Nach dem Ergebnis der Beweisaufnahme ist der Kläger auch nicht von der Beklagten durch Informationsschreiben über die besoldungsrechtlich relevanten Änderungen des Reformgesetzes unterrichtet worden. Im Merkblatt “Informationen zur Dienstrechtsreform für den Geschäftsbereich des BMVg” sind zwar in verständlicher Form die Änderungen durch das Reformgesetz und auch die Regelungen zur Überleitungszulage einschließlich ihrer Aufzehrung durch nachfolgende Besoldungserhöhungen erläutert. Der Senat hat aber nicht festzustellen vermocht, dass der Kläger in den Besitz dieses Merkblatts gelangt ist. Dabei kann offen bleiben, ob das Verfahren, das die Beklagte zur Übermittlung des Merkblatts an die einzelnen Besoldungsempfänger gewählt hat, geeignet ist, den Anscheinsbeweis zu erbringen, dass jeder Besoldungsempfänger das Merkblatt erhalten hat. Die Beklagte gibt an, mittels Computer in jeden Briefumschlag, der die für jeden elektronisch erfassten Besoldungsempfänger ausgedruckten Gehaltsmitteilungen für den Monat Juli 1997 enthielt, ein Exemplar des Merkblatts eingelegt zu haben und dann die verschlossenen Umschläge, die für die Besoldungsempfänger bei den einzelnen Dienststellen bestimmt waren, en bloc der jeweiligen Dienststelle zur internen Verteilung zugeleitet zu haben. Denn die Übermittlung der Briefe an die Dienststelle des Klägers sowie die dortige interne Verteilung weisen Besonderheiten auf, die untypisch für ein computergesteuertes und -gestütztes Verfahren sind und deshalb nicht den Schluss erlauben, dass bei diesem Verfahrensablauf das Merkblatt an den Kläger gelangen musste. Jedenfalls könnte darauf nicht die Überzeugung gestützt werden, dass eine lückenlose Verteilung des Merkblatts gewährleistet war. Die Behauptung des Klägers, er habe das Merkblatt nicht erhalten, ist nicht zu widerlegen. Sie kann auch nicht als bloße Schutzbehauptung abgetan werden, weil davon auszugehen ist, dass den Gehaltsmitteilungen für die Besoldungsempfänger in der Unterabteilung des Bundesnachrichtendienstes, in der auch der Kläger damals verwendet wurde, zumindest in einem Fall das Merkblatt nicht beigefügt war. Das hat die Beweisaufnahme durch den Senat ergeben.

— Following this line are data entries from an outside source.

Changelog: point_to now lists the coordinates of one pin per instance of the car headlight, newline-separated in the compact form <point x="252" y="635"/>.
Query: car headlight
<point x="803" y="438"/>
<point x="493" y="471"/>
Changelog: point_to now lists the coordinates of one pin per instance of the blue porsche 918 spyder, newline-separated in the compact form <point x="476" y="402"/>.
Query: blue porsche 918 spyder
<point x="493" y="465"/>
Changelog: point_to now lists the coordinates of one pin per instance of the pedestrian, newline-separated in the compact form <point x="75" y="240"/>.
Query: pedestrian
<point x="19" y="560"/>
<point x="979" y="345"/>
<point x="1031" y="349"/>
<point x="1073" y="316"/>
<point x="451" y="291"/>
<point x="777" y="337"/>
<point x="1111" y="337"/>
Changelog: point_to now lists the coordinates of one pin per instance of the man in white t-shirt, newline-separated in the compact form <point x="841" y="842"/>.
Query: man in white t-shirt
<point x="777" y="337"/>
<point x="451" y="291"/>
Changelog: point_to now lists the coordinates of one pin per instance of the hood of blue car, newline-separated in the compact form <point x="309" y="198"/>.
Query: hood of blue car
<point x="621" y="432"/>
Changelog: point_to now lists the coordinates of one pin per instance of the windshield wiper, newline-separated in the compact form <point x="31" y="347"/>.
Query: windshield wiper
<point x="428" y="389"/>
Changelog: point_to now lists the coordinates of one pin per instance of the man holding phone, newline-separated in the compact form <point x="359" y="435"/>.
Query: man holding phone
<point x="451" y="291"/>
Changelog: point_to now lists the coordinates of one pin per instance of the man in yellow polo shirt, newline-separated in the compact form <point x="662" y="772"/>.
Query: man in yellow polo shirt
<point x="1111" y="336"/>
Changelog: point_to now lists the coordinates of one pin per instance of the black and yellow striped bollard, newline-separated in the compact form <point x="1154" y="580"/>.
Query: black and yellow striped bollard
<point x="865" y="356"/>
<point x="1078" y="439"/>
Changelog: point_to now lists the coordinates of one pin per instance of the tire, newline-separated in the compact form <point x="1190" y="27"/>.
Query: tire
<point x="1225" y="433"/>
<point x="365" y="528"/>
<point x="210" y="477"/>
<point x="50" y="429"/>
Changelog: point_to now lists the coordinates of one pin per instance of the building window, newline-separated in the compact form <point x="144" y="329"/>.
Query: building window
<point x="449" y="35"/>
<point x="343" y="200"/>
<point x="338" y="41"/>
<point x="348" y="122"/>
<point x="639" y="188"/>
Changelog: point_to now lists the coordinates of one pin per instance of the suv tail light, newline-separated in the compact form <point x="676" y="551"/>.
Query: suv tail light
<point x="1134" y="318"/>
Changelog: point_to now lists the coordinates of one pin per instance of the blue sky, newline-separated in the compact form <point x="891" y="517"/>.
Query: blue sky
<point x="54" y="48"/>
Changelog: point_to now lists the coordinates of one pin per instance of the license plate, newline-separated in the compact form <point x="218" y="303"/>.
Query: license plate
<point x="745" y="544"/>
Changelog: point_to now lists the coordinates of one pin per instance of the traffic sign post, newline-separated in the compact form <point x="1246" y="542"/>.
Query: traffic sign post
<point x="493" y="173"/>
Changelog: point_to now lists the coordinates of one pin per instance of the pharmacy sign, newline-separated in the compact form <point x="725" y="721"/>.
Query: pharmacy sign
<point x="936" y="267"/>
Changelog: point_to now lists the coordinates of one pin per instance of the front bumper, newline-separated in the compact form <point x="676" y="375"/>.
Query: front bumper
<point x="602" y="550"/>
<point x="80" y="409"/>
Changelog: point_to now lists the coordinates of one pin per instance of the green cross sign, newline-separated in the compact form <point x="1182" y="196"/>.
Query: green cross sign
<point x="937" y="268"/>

Der Zeuge … H.…, Hauptmann a.D., der im Sommer 1997 als einziger weiterer Soldat neben dem Kläger in der Unterabteilung des Bundesnachrichtendienstes beschäftigt war, in der auch der Kläger Dienst leistete, hat bekundet, dass sich in dem Aktenordner, in dem er die während seiner Dienstzeit erhaltenen Informationsblätter abgeheftet hat, das Merkblatt “Informationen zur Dienstrechtsreform für den Geschäftsbereich des BMVg” nicht befindet, während die Gehaltsmitteilung für Juli 1997 vorhanden ist. Der Zeuge, der ausgesagt hat, er habe alle Gehaltsmitteilungen und alle Merkblätter, die er erhalten habe, gesammelt und abgeheftet, kann sich das Fehlen des fraglichen Merkblatts nur dadurch erklären, dass er dieses Informationsblatt nicht erhalten hat.
Der Senat glaubt dem Zeugen, dass das Merkblatt “Informationen zur Dienstrechtsreform für den Geschäftsbereich des BMVg” in der Sammlung des Zeugen fehlt. Das Vorhanden- oder Nicht-Vorhandensein des Merkblatts in dem der Aufbewahrung der besoldungsrechtlichen Merkblätter dienenden Aktenordner ist eine ohne weiteres feststellbare Tatsache. Der Zeuge hat den Ordner durchgesehen und das Fehlen des Merkblatts festgestellt, dies hat er vor dem Senat eindeutig und bestimmt bekundet. Nichts spricht dafür, dass der Zeuge sich geirrt oder bewusst die Unwahrheit gesagt hat.
Die sorgfältige Aufbewahrung der empfangenen Gehaltsmitteilungen und Merkblätter entspricht, wie der Zeuge erläutert hat, seinen Gepflogenheiten. Wenn in der sonst vollständigen Sammlung besoldungsrechtlicher Merkblätter das Informationsblatt vom Juni 1997 fehlt, und wenn nichts dafür ersichtlich ist, dass das Merkblatt später aus dem Ordner entfernt worden ist, lässt sich das Fehlen nur dadurch erklären, dass der Zeuge das Merkblatt nicht erhalten hat. Davon ist der Senat überzeugt.
Da weitere Aufklärungsmöglichkeiten, dass der Kläger das Informationsblatt erhalten hat, nicht bestehen und die Beklagte die materielle Beweislast für die Voraussetzungen trägt, aus denen sich die verschärfte Haftung des Bezügeempfängers ergibt, waren die angefochtenen Bescheide aufzuheben.
Die Kostenentscheidung beruht auf § 154 Abs. 1 VwGO.